Injected vaccines for flu contain inactive or weakened viruses, and are given in two doses for infants starting from 6 months of age, to prepare them for the flu season.
AdvertisementFlu or influenza can result in even deaths, of infants, elders and others with compromised immune systems and flu vaccines are highly recommended by doctors across the U.S.
As of now, FluMist- a nasal spray that carries millions of live viruses that cause the flu, is not recommended by the FDA, in infants under 5 years or elders above 50 years of age, one of the reasons being, higher episodes of wheezing or asthmatic attacks.
Yet a study, partly sponsored by the vaccine's manufacturer, MedImmune, has come out with seemingly undisputable results that the vaccine can indeed be given to children under 5 years.
The study led by Dr. Robert B. Belshe, a vaccine researcher at St. Louis University's medical school and published in the New England Journal of Medicine, claims that children immunized with FluMist were better at fighting off the flu, caused by even strains that differed somewhat from those they had been vaccinated with.

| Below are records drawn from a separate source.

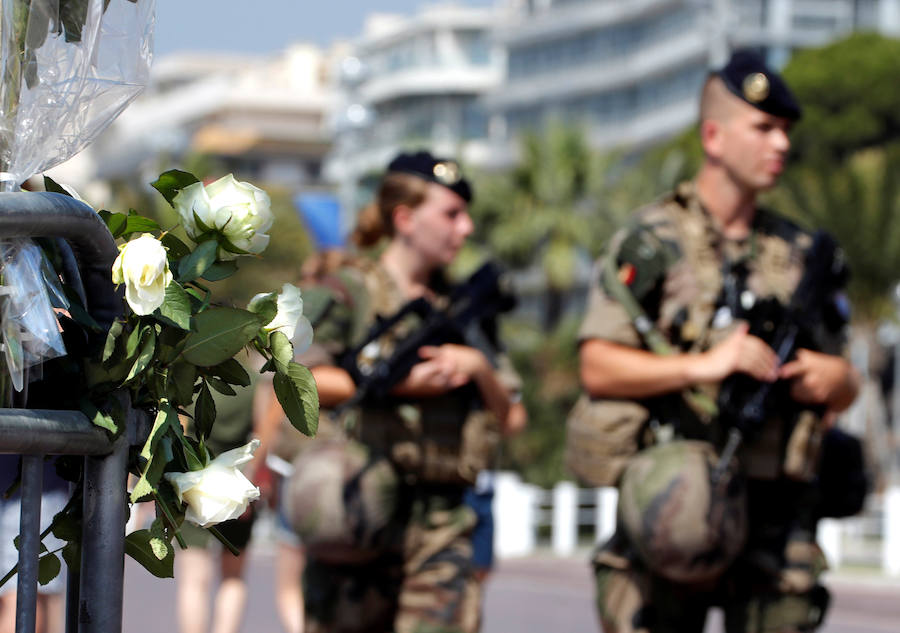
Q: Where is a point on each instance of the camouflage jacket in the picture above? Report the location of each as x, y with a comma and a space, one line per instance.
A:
445, 439
680, 269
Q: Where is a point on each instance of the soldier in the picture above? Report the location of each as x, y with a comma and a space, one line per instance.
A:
381, 513
662, 331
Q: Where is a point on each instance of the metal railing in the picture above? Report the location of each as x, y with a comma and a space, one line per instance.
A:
94, 594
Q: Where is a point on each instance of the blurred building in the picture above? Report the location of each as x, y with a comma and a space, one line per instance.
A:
630, 72
412, 82
262, 118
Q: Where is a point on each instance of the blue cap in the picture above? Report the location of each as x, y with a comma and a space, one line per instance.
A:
442, 171
747, 76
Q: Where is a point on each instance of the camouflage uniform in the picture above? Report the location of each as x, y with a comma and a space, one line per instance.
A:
395, 554
674, 262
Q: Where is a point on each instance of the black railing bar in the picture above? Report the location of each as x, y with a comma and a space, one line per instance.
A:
29, 542
51, 432
103, 548
73, 583
47, 214
71, 275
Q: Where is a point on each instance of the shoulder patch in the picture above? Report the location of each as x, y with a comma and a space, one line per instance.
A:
643, 259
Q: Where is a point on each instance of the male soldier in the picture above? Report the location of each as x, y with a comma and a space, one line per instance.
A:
664, 328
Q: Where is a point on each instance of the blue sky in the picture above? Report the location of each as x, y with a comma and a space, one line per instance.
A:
264, 26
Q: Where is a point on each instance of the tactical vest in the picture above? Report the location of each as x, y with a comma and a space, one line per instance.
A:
446, 439
667, 274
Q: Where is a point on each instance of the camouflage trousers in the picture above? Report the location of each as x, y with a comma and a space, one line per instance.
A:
426, 584
631, 600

For the study, about 8000 children below the age of 5 (between 6 to 59 months old) were chosen from 249 international sites.

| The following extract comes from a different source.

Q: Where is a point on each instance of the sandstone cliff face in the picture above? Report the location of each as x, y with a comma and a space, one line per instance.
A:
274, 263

They were randomly assigned to receive either the live attenuated vaccine (FluMist) or the inactivated vaccine by injection.
There was a reduced incidence of lab-recorded flu by a highly significant, 55 percent.

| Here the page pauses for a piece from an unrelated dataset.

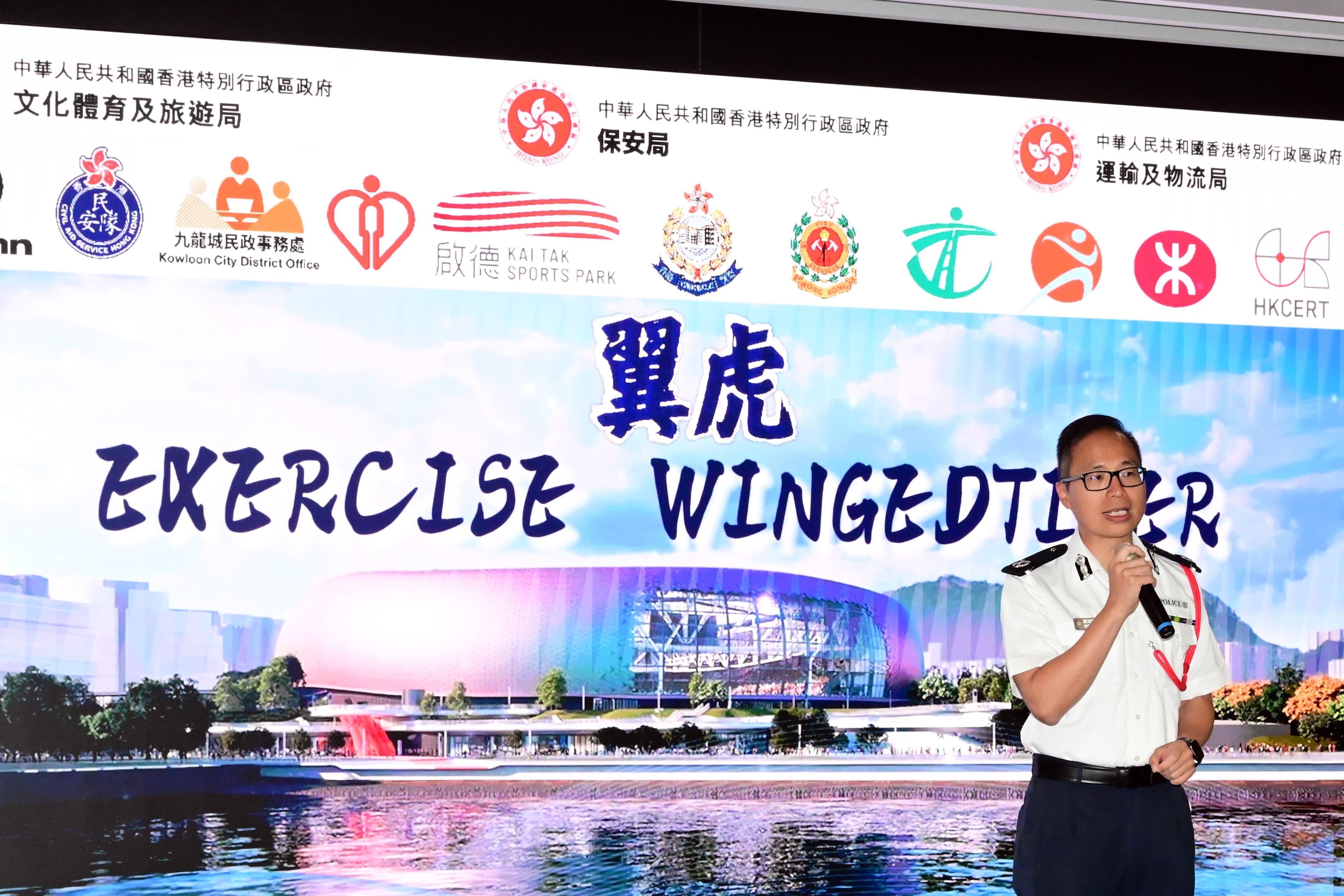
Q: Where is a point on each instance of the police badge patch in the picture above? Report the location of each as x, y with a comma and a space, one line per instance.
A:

Says co-author of an accompanying editorial, Dr. Carolyn Bridges of the U.S. Centers for Disease Control and Prevention: It looks like the live attenuated vaccine has promise to improve the prevention of influenza in young children. We'll have to weigh the risks and benefits and we have to see what the FDA has to say, but it's nice that we may have another tool.
Belshe says there could be several reasons why the live vaccine is more effective in this young age group: First, when you spray it into the nose, antibodies develop at the location where they're needed most, because the flu virus is transmitted in the air and is often inhaled through the nose. Additionally, the live vaccine seems to offer broader protection against different strains of the flu in children, even in strains not included in the vaccine.
Yet it was seen that wheezing occurred more often in children who received the nasal spray vaccine, especially in children less than 12 months.
For that reason, Belshe says he would not recommend the nasal vaccine for children under one year of age.
As of now, MedImmune will be seeking approval for FluMist to be sold to children above one year of age to protect them from the seasonal flu.